An interesting report has appeared on the BBC web site, quoting a paper in Nature, and (since data was made in Australia) I feel it is worth noting re age of the universe discussions:

Scientists say they have observed a signature on the sky from the very first stars to shine in the Universe.

They did it with the aid of a small radio telescope in the Australian outback that was tuned to detect the earliest ever evidence for hydrogen.

This hydrogen was in a state that could only be explained if it had been touched by the intense light of stars.

The team puts the time of this interaction at a mere 180 million years after the Big Bang.

Given that the cosmos is roughly 13.8 billion years old, it means the first stars lit up a full nine billion years before even our own Sun flickered into life.

Dr Judd Bowman of Arizona State University, US, is the lead author on the scholarly paper describing the observation in the journal Nature.

He told BBC News that the discovery’s great significance meant his group had to be absolutely sure no mistakes were made.

“We first started seeing signs in our data back in late 2015. And we’ve really spent the last couple of years trying to think of all sorts of possible alternative explanations, and then rule them out one by one,” he said.

(Matthew Pevarnik) #221

Ridiculous. Clever how he threw in a ‘critique of Carrol’s model’ and supposed weaknesses of Carrol’s model as if Sean Carrol is even arguing that his model is even a correct understanding of the early universe.
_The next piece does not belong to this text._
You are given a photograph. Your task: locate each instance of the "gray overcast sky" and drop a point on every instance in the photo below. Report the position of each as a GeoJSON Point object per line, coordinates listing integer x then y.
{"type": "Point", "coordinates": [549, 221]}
If it really was, Sean would have won a Nobel Prize and nobody would be trying to figure it out still!

Personally, I think it’s ridiculous to build such a philosophical framework to try and answer a scientific question. A telling part of his response is when WLC says:

Carroll rather surprised me by insisting that we ought to base our conclusions, not on theorems, but on models

My personal note is that this surprise is because WLC has absolutely no idea what it looks like for real Cosmologists to try and figure out what happened ‘in the beginning.’ Some cute little philosophical argument is worthless in the field of science and should never go around parading as if it should be there.